Finding the Right Doctor to Approach

Finding the right doctor to approach and work with to help your child cope with his or her hair loss condition is one of the most important moves that every parent should take. However, with lots of areas of specializations out there, finding a doctor who may help you with all your needs can be difficult. But, that is the reason basically why this article is written. So to help you find the right person to help you with your child’s condition, consider the following details:

One way to find the right doctor to your child cope with his or her hair loss condition is to look for the doctor’s qualification. A lot of physicians out there are qualified and certified by board. If the hair loss condition of your child is caused by cancer, the chance of finding a good cancer specialist would be high. But, if the condition is caused by something that is not so serious like cancer, perhaps you can find the right doctor by referrals or by asking someone you know who can lead to the person you are looking for. Aside from these sources, you have the option to go online as several sites listing qualified doctors who are known in the area of diagnosing and treating children’s hair loss are out there on the web.

Indeed, finding the right surgeon entails exerting enough effort and time from you as a parent or a guardian. Although difficult, helping your precious jewel is worth considering, after all.

Knowing the Right Treatment

Now, let us assume that you already found the right doctor to examine your child’s hair loss. The next thing that you can do for your child is to know the possible treatments of hair loss in children. Your doctor can help you decide on that, but it’s still nice to obtain even just a small knowledge about the potent

treatments for children’s hair loss. If you’ve got the interest to know more about

it, then read on.

Children’s Hair Loss Treatments

There are a lot of treatments available for children’s hair loss. However, with the above mentioned types of hair loss in children, only few of these treatments were approved by law. Some of these are mentioned below:

Antifungal Treatments – Since most of the types of hair loss in children are caused by fungus attacking the hair follicles, it is then best to consider antifungal treatments. Well, this treatment is highly useful for tinea capitis. You can consider oral and topical antifungal treatments though, but it is best still talk with your doctor about this matter.

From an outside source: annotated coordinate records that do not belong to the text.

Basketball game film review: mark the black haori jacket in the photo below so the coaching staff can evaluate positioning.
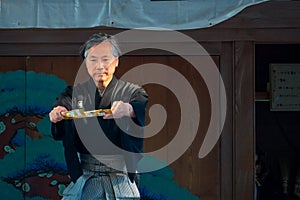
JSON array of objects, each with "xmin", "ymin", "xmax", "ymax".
[{"xmin": 51, "ymin": 77, "xmax": 148, "ymax": 182}]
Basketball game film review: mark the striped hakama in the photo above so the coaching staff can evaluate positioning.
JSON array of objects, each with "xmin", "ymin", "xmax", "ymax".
[{"xmin": 63, "ymin": 154, "xmax": 140, "ymax": 200}]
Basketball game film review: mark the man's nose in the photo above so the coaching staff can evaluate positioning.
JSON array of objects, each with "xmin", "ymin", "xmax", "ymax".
[{"xmin": 96, "ymin": 60, "xmax": 105, "ymax": 69}]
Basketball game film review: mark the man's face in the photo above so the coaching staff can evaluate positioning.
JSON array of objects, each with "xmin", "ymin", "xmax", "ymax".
[{"xmin": 86, "ymin": 42, "xmax": 119, "ymax": 87}]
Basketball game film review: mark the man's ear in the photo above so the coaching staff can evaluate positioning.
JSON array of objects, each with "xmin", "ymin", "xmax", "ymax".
[{"xmin": 115, "ymin": 58, "xmax": 119, "ymax": 67}]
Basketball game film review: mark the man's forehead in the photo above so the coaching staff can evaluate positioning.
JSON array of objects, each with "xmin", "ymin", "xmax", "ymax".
[{"xmin": 88, "ymin": 41, "xmax": 112, "ymax": 56}]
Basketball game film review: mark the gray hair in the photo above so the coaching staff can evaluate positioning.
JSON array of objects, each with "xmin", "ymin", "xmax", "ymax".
[{"xmin": 80, "ymin": 33, "xmax": 121, "ymax": 59}]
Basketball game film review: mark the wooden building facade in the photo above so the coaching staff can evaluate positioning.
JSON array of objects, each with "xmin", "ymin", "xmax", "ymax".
[{"xmin": 0, "ymin": 1, "xmax": 300, "ymax": 200}]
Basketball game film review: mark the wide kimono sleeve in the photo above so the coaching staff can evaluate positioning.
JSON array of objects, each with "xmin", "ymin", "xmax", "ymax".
[
  {"xmin": 51, "ymin": 86, "xmax": 72, "ymax": 140},
  {"xmin": 121, "ymin": 88, "xmax": 148, "ymax": 181}
]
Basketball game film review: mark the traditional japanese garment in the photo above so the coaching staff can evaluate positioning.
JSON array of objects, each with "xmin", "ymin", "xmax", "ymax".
[{"xmin": 52, "ymin": 77, "xmax": 148, "ymax": 199}]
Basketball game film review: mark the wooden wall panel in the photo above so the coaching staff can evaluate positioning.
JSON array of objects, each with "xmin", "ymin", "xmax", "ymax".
[
  {"xmin": 117, "ymin": 56, "xmax": 220, "ymax": 200},
  {"xmin": 233, "ymin": 42, "xmax": 255, "ymax": 200}
]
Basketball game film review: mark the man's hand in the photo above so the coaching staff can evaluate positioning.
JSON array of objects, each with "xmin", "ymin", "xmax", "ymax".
[
  {"xmin": 103, "ymin": 101, "xmax": 135, "ymax": 119},
  {"xmin": 49, "ymin": 106, "xmax": 68, "ymax": 123}
]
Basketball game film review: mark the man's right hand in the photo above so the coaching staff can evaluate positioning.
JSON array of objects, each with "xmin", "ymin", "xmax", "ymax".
[{"xmin": 49, "ymin": 106, "xmax": 68, "ymax": 123}]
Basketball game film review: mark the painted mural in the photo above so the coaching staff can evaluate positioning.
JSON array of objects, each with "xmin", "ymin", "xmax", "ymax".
[{"xmin": 0, "ymin": 70, "xmax": 199, "ymax": 200}]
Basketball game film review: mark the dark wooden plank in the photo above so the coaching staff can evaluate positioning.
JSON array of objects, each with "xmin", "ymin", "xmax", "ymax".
[
  {"xmin": 220, "ymin": 42, "xmax": 235, "ymax": 200},
  {"xmin": 215, "ymin": 1, "xmax": 300, "ymax": 29},
  {"xmin": 233, "ymin": 42, "xmax": 255, "ymax": 200}
]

Cortisone Injections – This kind of treatment may be best for those who are affected by alopecia areata. This is a kind of medication that can stimulate the growth of new hair. As the name implies, they are usually injection into the hair follicles, particularly at the balding spot.

Topical Steroids – According to some studies, topical steroids are best for children affected by Telogen Effluvium. This may affect a response to the damaged part of the head within one to two months. Although a bit slow, topical steroids are found to be effective for stimulating hair growth.

So far those are only the most noted treatments for children’s hair loss. But, for conditions like trichotillomania, certain behavioral trainings are considered to help children control their behaviors. Most parents are also required to attend these trainings to educate them on how to prevent hair loss in their children.

Today, the battle for finding the most effective treatment for hair loss in children continues. But, this doesn’t mean that parents will wait for the revelation or introduction of the ultimate treatment. That is not much needed. Perhaps the best move that parents can take to help their children fight hair loss is to educate themselves about the basics and causes of hair loss, the possible treatments, and how to find help. Once figured out, treating hair loss in children successfully can be possible.